Culture

La rose pourpre du Capitaine

Temps de lecture : 2 min

Le président du Festival de Cannes publie une série de lettres à des personnages réels et imaginaires.

Séance de cinéma das un village au Venezuela, en février 2011. REUTERS/Jorge Sil
Séance de cinéma das un village au Venezuela, en février 2011. REUTERS/Jorge Silva

C’est l’histoire d’un homme qui veut changer de décor à tout prix: entrer dans la tête bien faite de Gene Tierney, se balader dans un intérieur de Vermeer, ou prendre les traits de Satan – Méphisto de Méliès ou Lou Cypher d’Angel Heart – pour découvrir l’Enfer tout à son aise… Et qu’importe si l’expérience tourne au désagréable, comme lorsqu’on se retrouve dans les entrailles du loup de Tex Avery à contempler, tel le Petit Chaperon Rouge, «ces parois humides et molles qui rappellent (la) naissance»…

C’est au fond l’équivalent littéraire de La Rose pourpre du Caire (1986) que publie ces jours-ci Gilles Jacob, sous le titre Le Fantôme du capitaine, un hommage à Mankiewicz et à son Aventure de Mme Muir où Rex Harrison joue un vieux loup de mer qui hante une jolie veuve.

Comme la Cecilia (Mia Farrow) de Woody Allen, cette petite serveuse de diner qui échappe à son quotidien dépressif en sautant dans l’écran, le président du Festival de Cannes s’autorise un rêve de cinéphile, une incursion dans ce pays imaginaire où les femmes sont infiniment plus belles, les dangers terriblement plus excitants et les joies forcément plus enivrantes…

D’où une série de lettres à des correspondants célèbres (Juliette Binoche, grand amour platonique de l’auteur, Michel Piccoli, ami de toujours, et bien sûr des cinéastes comme Ingmar Bergman ou Youssef Chahine) et fictifs (le Loup de Tex Avery donc ou encore Don Quichotte…).
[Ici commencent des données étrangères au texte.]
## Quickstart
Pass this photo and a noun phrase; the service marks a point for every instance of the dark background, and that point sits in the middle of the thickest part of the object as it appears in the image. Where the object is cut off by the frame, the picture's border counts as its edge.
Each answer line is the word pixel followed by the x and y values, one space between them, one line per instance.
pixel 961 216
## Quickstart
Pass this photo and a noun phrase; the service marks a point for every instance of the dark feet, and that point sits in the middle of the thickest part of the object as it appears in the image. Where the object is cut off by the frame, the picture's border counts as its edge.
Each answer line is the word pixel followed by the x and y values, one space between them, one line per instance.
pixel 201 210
Lettres écrites pour être envoyées puis laissées au fond d’un tiroir, comme — suppose-t-on — cette belle missive à Joséphine Truffaut – la fille du cinéaste et de Fanny Ardant – qui raconte l’auteur des Quatre cents coups, sa douceur et son amour des livres, son sens irréprochable de l’amitié et du cinéma.
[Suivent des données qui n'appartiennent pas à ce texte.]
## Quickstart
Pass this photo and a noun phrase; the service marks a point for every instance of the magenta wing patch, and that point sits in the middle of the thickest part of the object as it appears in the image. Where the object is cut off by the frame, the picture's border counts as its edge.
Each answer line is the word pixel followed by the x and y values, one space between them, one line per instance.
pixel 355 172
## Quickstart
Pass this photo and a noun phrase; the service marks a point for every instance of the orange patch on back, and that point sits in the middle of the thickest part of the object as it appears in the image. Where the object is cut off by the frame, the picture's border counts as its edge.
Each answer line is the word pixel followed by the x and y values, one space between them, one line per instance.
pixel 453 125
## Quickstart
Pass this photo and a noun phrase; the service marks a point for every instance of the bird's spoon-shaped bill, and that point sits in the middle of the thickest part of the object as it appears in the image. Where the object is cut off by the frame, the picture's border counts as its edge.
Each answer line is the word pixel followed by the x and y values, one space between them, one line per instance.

Lettres imaginaires, aussi: le récit d’un amour fou pour Monica Vitti confié à Chiara Mastroianni, une analyse des mères juives à destination de Woody Allen, un pastiche de Sherlock Holmes pour Arthur Conan Doyle.
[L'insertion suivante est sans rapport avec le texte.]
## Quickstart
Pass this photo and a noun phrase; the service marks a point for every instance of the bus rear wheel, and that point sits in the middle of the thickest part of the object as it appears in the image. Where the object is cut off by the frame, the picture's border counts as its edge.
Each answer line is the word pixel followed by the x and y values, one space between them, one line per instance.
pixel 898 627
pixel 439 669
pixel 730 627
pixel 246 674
Dans ses mémoires, La Vie passera comme un rêve (Robert Laffont, 2009), Gilles Jacob avait raconté son enfance pendant la guerre, ses passions de critiques, ses cauchemars de maître d’œuvre du plus grand festival du monde. Mais contre toute attente, c’est ici, dans ces lettres qui dessinent son paysage intime, qu’il se révèle le plus.

Jonathan Schel

Le Fantôme du capitaine

Robert Laffont, 340 pages, 20 euros.